How Panalpina's hacker team shipped virtual pill via blockchain technology

July 3, 2019: Panalpina’s hacker team, Kosmos, participated in the Swiss Blockchain Hackathon in the last week of June to find a solution for the movement of products within the healthcare and pharmaceutical supply chain.

Update: 2019-07-03 06:48 GMT
Panalpina’s five-member Kosmos team, comprising Gianluca Lupo (captain), Piotr Dziubecki, Marlon Leuthardt, Marcin Procyk and Takeo Yoshida.

July 3, 2019: Panalpina’s hacker team, Kosmos, participated in the Swiss Blockchain Hackathon in the last week of June to find a solution for the movement of products within the healthcare and pharmaceutical supply chain.

Their challenge was to create a blockchain solution that ensures traceability and authentication of unique products like medications within the pharma supply chain, and to devise standards to enable disparate applications to create and share visible event data, both within and across enterprises.

Solutions ranging right from standards-compliant manufacturing to tamper-proof packaging, down to temperature-controlled storage, transport and delivery are enabled by blockchain technology. Each step can be monitored and recorded – where a drug is, whether it is kept cool and secure. Because when it arrives at final destination, everyone involved wants to know and trust that it is original and in the best quality.

Kosmos shipped a virtual pill between two locations.
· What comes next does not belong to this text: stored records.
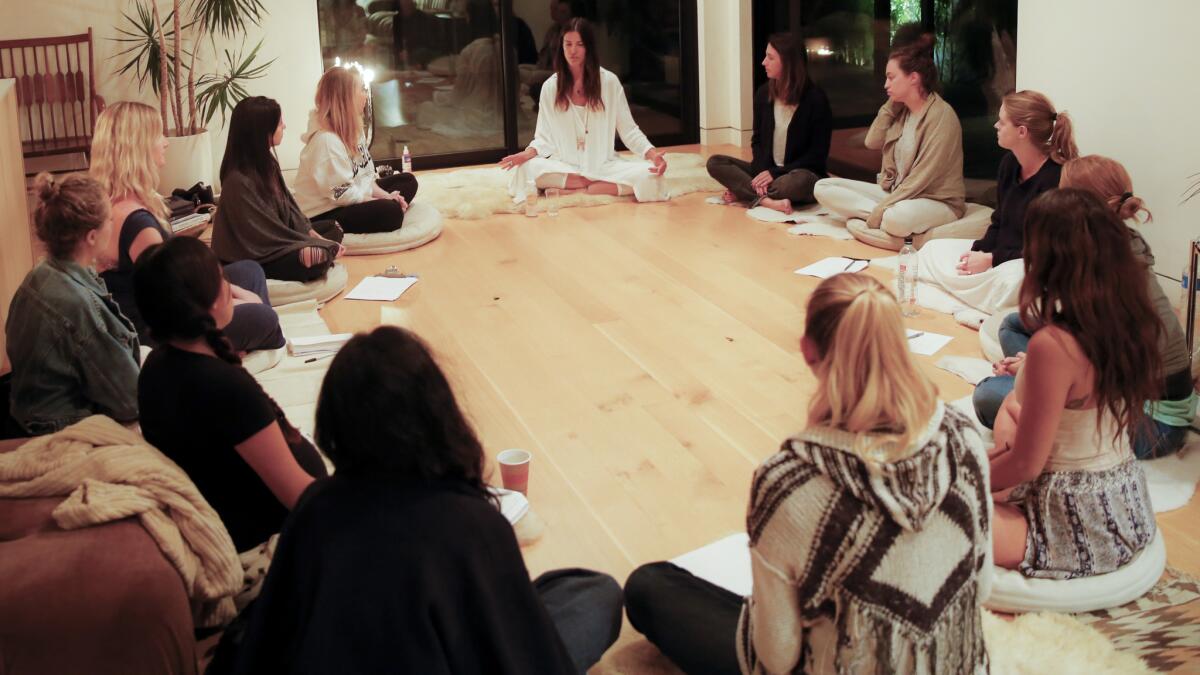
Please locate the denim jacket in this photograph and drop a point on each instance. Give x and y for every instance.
(73, 353)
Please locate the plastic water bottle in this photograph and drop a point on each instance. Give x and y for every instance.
(906, 279)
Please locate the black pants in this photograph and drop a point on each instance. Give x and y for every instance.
(291, 268)
(377, 215)
(691, 621)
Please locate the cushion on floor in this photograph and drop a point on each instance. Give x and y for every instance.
(321, 290)
(423, 223)
(971, 226)
(1014, 592)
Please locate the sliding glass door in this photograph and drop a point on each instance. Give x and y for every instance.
(457, 81)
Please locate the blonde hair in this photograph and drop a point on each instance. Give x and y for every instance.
(67, 209)
(121, 154)
(1109, 180)
(335, 105)
(1048, 127)
(867, 380)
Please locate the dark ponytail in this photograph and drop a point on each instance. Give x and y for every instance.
(175, 285)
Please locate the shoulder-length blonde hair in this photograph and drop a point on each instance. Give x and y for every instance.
(123, 150)
(335, 105)
(867, 380)
(1109, 180)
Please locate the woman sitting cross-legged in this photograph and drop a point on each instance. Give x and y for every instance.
(987, 274)
(1078, 505)
(73, 353)
(792, 126)
(582, 108)
(870, 539)
(921, 184)
(258, 219)
(337, 179)
(127, 151)
(202, 410)
(401, 561)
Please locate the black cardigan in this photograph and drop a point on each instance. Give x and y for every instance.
(808, 135)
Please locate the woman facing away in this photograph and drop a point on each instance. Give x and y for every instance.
(202, 408)
(792, 126)
(401, 561)
(581, 111)
(258, 219)
(921, 184)
(1079, 505)
(73, 353)
(127, 151)
(870, 539)
(987, 274)
(1175, 405)
(336, 179)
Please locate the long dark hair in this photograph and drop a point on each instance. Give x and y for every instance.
(591, 67)
(1083, 276)
(249, 149)
(175, 285)
(795, 76)
(385, 407)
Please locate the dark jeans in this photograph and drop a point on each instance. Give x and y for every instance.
(291, 268)
(736, 174)
(255, 326)
(377, 215)
(691, 621)
(585, 607)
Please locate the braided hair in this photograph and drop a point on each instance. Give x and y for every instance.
(175, 285)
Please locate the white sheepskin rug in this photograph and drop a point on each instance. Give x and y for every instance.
(479, 192)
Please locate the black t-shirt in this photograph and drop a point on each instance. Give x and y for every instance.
(196, 408)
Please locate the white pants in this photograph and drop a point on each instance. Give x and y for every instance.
(856, 199)
(991, 290)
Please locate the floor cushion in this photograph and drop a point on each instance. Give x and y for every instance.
(1014, 592)
(423, 223)
(971, 226)
(321, 290)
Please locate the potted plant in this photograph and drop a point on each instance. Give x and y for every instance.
(162, 48)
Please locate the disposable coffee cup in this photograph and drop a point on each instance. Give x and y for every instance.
(515, 470)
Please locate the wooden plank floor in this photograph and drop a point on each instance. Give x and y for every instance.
(647, 357)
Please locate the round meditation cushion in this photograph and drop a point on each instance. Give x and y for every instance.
(423, 223)
(971, 226)
(1015, 593)
(321, 290)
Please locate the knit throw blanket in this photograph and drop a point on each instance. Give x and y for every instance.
(883, 567)
(108, 472)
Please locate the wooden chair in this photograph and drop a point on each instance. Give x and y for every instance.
(55, 93)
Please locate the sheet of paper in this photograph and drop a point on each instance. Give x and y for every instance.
(725, 562)
(829, 267)
(927, 344)
(384, 288)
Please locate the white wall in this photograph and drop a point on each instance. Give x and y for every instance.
(1128, 77)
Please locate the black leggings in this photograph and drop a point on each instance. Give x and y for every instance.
(292, 268)
(377, 215)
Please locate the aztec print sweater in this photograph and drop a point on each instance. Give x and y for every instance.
(870, 572)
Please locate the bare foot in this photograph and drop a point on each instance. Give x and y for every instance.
(781, 205)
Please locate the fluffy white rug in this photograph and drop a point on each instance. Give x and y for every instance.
(479, 192)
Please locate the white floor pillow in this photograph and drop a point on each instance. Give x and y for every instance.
(324, 288)
(1014, 592)
(423, 223)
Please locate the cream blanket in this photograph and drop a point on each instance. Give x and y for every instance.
(108, 472)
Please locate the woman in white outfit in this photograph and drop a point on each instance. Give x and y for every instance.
(582, 109)
(987, 274)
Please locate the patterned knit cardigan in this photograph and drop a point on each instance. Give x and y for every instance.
(870, 571)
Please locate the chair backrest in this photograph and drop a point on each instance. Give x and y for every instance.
(55, 87)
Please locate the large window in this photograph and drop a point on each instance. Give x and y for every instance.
(457, 81)
(849, 41)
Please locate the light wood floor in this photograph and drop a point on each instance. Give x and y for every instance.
(647, 357)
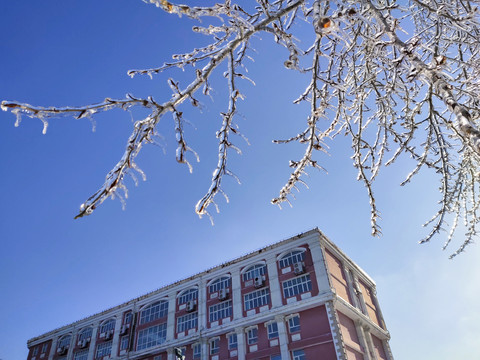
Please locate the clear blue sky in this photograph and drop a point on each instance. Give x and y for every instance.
(55, 270)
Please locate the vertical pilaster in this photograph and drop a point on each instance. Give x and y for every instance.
(363, 340)
(275, 291)
(237, 294)
(241, 347)
(116, 335)
(283, 337)
(171, 316)
(93, 342)
(72, 344)
(319, 265)
(205, 354)
(170, 354)
(202, 305)
(371, 348)
(53, 349)
(351, 286)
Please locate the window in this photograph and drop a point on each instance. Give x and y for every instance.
(272, 329)
(252, 336)
(187, 296)
(124, 342)
(154, 312)
(256, 298)
(292, 258)
(187, 322)
(220, 311)
(85, 334)
(298, 355)
(197, 351)
(103, 349)
(152, 336)
(297, 286)
(219, 284)
(232, 341)
(254, 271)
(108, 325)
(129, 316)
(294, 324)
(214, 346)
(65, 341)
(81, 355)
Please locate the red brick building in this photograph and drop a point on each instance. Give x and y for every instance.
(301, 298)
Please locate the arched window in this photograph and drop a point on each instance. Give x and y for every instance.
(254, 271)
(153, 312)
(85, 334)
(291, 258)
(188, 295)
(219, 284)
(107, 326)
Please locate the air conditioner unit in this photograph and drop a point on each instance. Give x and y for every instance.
(223, 294)
(299, 268)
(83, 343)
(259, 282)
(190, 306)
(123, 329)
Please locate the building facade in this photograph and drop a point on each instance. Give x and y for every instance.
(301, 298)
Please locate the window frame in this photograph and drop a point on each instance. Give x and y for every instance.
(220, 310)
(292, 257)
(232, 345)
(298, 354)
(104, 349)
(187, 295)
(256, 298)
(197, 350)
(160, 333)
(252, 336)
(223, 282)
(107, 325)
(189, 318)
(214, 346)
(272, 334)
(254, 271)
(296, 286)
(152, 312)
(291, 324)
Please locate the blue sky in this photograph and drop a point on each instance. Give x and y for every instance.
(55, 270)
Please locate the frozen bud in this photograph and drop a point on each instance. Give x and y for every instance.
(289, 64)
(440, 60)
(324, 23)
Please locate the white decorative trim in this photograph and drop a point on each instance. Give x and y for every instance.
(273, 342)
(279, 256)
(306, 295)
(248, 266)
(296, 337)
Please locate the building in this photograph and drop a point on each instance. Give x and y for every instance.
(301, 298)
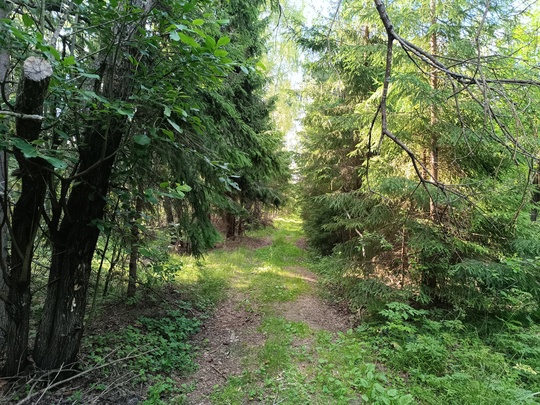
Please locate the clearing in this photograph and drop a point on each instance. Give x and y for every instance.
(273, 339)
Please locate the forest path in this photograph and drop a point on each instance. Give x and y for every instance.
(270, 324)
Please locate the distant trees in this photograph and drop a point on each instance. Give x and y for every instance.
(130, 115)
(421, 148)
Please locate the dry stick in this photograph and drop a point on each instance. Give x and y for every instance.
(219, 372)
(43, 391)
(22, 116)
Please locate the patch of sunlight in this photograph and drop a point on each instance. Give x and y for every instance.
(262, 269)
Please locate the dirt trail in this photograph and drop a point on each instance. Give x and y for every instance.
(233, 331)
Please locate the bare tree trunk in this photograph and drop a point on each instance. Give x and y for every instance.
(4, 265)
(134, 254)
(434, 142)
(26, 213)
(61, 328)
(535, 199)
(429, 278)
(167, 206)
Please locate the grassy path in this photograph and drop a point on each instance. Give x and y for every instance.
(272, 339)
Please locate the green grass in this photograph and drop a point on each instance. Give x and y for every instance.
(296, 364)
(397, 355)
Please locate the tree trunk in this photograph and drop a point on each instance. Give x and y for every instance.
(134, 254)
(73, 244)
(26, 213)
(535, 199)
(4, 265)
(429, 278)
(61, 327)
(167, 206)
(434, 142)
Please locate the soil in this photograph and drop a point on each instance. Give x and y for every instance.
(233, 331)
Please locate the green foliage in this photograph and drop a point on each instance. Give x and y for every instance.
(155, 345)
(467, 244)
(446, 360)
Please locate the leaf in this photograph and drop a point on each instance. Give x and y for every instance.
(220, 53)
(89, 75)
(175, 126)
(167, 111)
(69, 61)
(223, 41)
(189, 41)
(56, 163)
(141, 139)
(210, 42)
(27, 20)
(27, 149)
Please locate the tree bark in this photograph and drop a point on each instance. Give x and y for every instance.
(73, 244)
(434, 141)
(134, 254)
(60, 330)
(4, 240)
(26, 213)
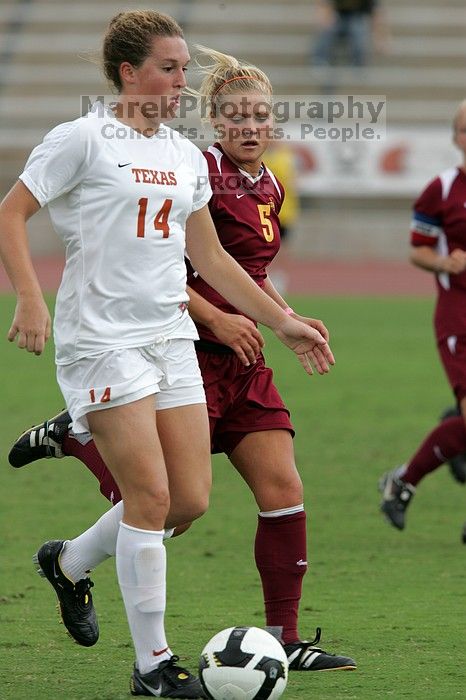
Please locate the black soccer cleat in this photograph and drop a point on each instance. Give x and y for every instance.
(457, 465)
(166, 681)
(397, 495)
(304, 656)
(74, 599)
(41, 441)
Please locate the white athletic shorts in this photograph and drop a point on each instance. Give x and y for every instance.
(168, 368)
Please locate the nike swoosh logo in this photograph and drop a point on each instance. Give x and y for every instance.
(55, 571)
(158, 653)
(153, 689)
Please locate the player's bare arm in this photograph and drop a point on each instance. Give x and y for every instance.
(31, 324)
(238, 332)
(429, 259)
(224, 274)
(313, 322)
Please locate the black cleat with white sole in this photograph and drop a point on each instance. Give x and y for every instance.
(166, 681)
(74, 599)
(305, 656)
(397, 495)
(41, 441)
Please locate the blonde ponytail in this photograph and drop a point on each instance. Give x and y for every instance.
(225, 75)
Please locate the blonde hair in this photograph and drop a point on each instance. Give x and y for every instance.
(129, 37)
(226, 75)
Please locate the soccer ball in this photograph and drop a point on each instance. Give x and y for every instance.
(243, 663)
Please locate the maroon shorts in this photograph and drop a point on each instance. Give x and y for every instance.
(240, 400)
(453, 355)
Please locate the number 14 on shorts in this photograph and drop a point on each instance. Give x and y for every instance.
(104, 398)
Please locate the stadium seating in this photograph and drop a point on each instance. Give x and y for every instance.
(48, 58)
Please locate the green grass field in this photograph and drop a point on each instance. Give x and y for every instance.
(395, 601)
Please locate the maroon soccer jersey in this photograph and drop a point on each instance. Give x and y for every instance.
(440, 221)
(245, 213)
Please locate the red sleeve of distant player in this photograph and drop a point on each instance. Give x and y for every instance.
(426, 224)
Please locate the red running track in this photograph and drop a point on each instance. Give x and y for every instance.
(326, 277)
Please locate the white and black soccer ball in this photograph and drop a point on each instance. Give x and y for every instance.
(243, 663)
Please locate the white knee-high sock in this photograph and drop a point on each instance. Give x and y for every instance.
(92, 547)
(141, 569)
(95, 545)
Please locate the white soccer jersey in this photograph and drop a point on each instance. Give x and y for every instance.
(120, 202)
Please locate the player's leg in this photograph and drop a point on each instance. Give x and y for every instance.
(265, 460)
(445, 441)
(54, 438)
(137, 462)
(457, 464)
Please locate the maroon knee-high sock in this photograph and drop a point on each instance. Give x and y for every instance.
(89, 455)
(280, 552)
(447, 440)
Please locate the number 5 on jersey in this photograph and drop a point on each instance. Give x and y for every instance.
(160, 219)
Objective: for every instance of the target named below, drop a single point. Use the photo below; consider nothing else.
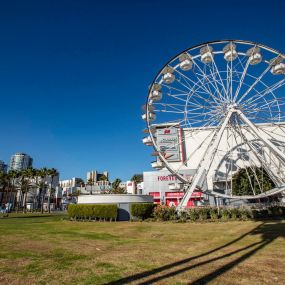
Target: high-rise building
(94, 176)
(3, 166)
(20, 161)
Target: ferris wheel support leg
(205, 164)
(262, 136)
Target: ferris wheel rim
(149, 125)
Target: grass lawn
(52, 250)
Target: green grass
(50, 249)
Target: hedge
(165, 213)
(142, 210)
(93, 212)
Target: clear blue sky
(74, 74)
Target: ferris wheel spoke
(241, 81)
(219, 76)
(262, 160)
(267, 90)
(193, 152)
(197, 86)
(250, 164)
(226, 99)
(205, 77)
(254, 84)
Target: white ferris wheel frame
(207, 159)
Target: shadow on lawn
(269, 231)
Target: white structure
(228, 113)
(113, 199)
(69, 186)
(95, 176)
(20, 161)
(131, 187)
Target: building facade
(20, 161)
(185, 149)
(3, 166)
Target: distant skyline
(74, 74)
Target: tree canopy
(251, 179)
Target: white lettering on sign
(166, 178)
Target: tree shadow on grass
(269, 231)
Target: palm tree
(42, 174)
(27, 176)
(52, 172)
(4, 185)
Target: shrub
(87, 211)
(213, 213)
(142, 210)
(164, 213)
(234, 213)
(183, 216)
(202, 213)
(275, 211)
(225, 214)
(245, 214)
(193, 214)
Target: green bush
(142, 210)
(88, 212)
(275, 211)
(164, 213)
(214, 215)
(193, 214)
(245, 214)
(234, 213)
(225, 214)
(202, 213)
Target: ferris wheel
(223, 102)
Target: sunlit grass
(53, 250)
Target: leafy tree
(248, 179)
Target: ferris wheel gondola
(232, 90)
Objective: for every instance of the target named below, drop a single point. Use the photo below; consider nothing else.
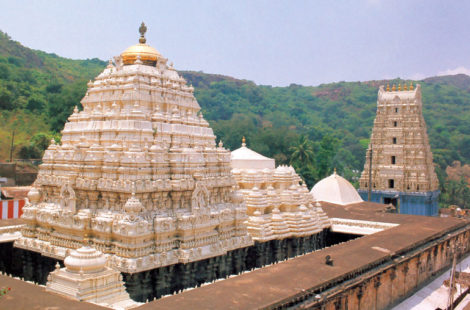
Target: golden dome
(148, 55)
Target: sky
(269, 42)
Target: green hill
(331, 121)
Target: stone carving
(402, 165)
(138, 170)
(279, 204)
(67, 196)
(400, 145)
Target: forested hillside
(314, 128)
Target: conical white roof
(335, 189)
(244, 158)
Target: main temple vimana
(138, 202)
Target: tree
(302, 152)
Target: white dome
(244, 158)
(335, 189)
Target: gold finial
(86, 239)
(142, 30)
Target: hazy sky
(268, 42)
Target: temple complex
(139, 172)
(402, 172)
(278, 202)
(138, 202)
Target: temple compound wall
(402, 165)
(385, 285)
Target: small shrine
(278, 203)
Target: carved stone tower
(139, 172)
(402, 166)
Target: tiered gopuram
(402, 166)
(137, 171)
(278, 207)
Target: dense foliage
(37, 93)
(316, 129)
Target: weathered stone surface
(138, 171)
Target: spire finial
(142, 30)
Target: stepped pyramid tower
(139, 172)
(402, 166)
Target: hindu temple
(139, 173)
(399, 158)
(282, 215)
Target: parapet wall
(385, 285)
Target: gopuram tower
(402, 166)
(137, 172)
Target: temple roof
(142, 51)
(244, 158)
(335, 189)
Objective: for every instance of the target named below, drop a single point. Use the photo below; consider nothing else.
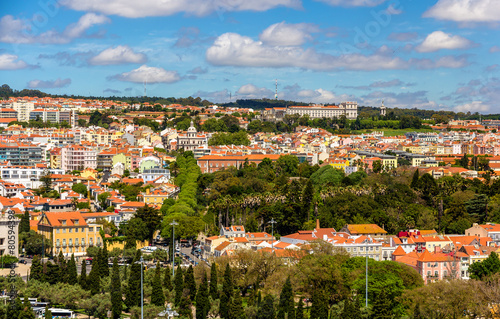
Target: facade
(78, 157)
(69, 232)
(6, 238)
(20, 154)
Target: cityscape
(281, 159)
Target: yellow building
(69, 233)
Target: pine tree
(189, 283)
(105, 260)
(93, 280)
(202, 302)
(266, 311)
(157, 297)
(24, 224)
(227, 293)
(236, 311)
(133, 293)
(286, 304)
(300, 310)
(167, 281)
(382, 306)
(48, 313)
(116, 291)
(319, 308)
(72, 273)
(214, 293)
(178, 285)
(414, 180)
(36, 270)
(83, 275)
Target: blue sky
(433, 54)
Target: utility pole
(173, 224)
(272, 222)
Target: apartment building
(77, 157)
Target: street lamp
(141, 261)
(173, 224)
(272, 222)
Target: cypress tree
(227, 293)
(157, 297)
(178, 285)
(236, 311)
(214, 293)
(189, 283)
(266, 311)
(24, 224)
(83, 275)
(36, 270)
(167, 281)
(300, 310)
(286, 304)
(133, 293)
(116, 291)
(72, 273)
(93, 281)
(48, 313)
(414, 180)
(202, 302)
(105, 259)
(319, 308)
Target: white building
(5, 239)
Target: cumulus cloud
(11, 62)
(232, 49)
(439, 40)
(49, 84)
(402, 36)
(14, 30)
(148, 74)
(285, 34)
(465, 10)
(353, 3)
(154, 8)
(119, 55)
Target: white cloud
(439, 40)
(154, 8)
(11, 62)
(58, 83)
(148, 74)
(284, 34)
(474, 106)
(465, 10)
(232, 49)
(353, 3)
(119, 55)
(14, 30)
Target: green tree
(157, 297)
(189, 283)
(72, 272)
(319, 308)
(24, 224)
(36, 269)
(214, 292)
(202, 299)
(178, 285)
(133, 292)
(116, 291)
(167, 281)
(83, 275)
(151, 217)
(227, 293)
(286, 306)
Each shipment covered four major milestones:

Pick-up from shipper/supplier (PUP)
Goods confirmed on board first flight (DEP)
Goods arrived at last airport (ARR)
Delivery to door (POD)
The drug was tracked while being shipped by using GS1 barcodes typically used for scanning.


For all stages of the shipment, Panalpina’s hackers used GS1 standards and codes to create pieces of data about:

Prefixes of companies involved in the transaction
Locations where the pill passed
Boxes/pallets (trade units) and pills (consumable units) moved in the transaction
Shipments (logistic units) made
Using these, they created a chain of tamper-proof events by encoding them inside a blockchain. With each new shipment milestone, they lumped all the events as content for a new block and attached it to the blockchain.

The Kosmos team was involved in 42 hours of designing, hacking, developing and refining. It gained valuable insights into new technologies such as Angular, Reactive patterns and Javascript back-end with NOSQL database.

Panalpina’s five-member Kosmos team, comprising Gianluca Lupo (captain), Piotr Dziubecki, Marlon Leuthardt, Marcin Procyk and Takeo Yoshida, took second place in the supply chain vertical. They were one of 40 teams competing in the Swiss Blockchain Hackathon, which spanned six verticals: mobility, intelligent parcels, supply chain, finance, agriculture and food, and e-government.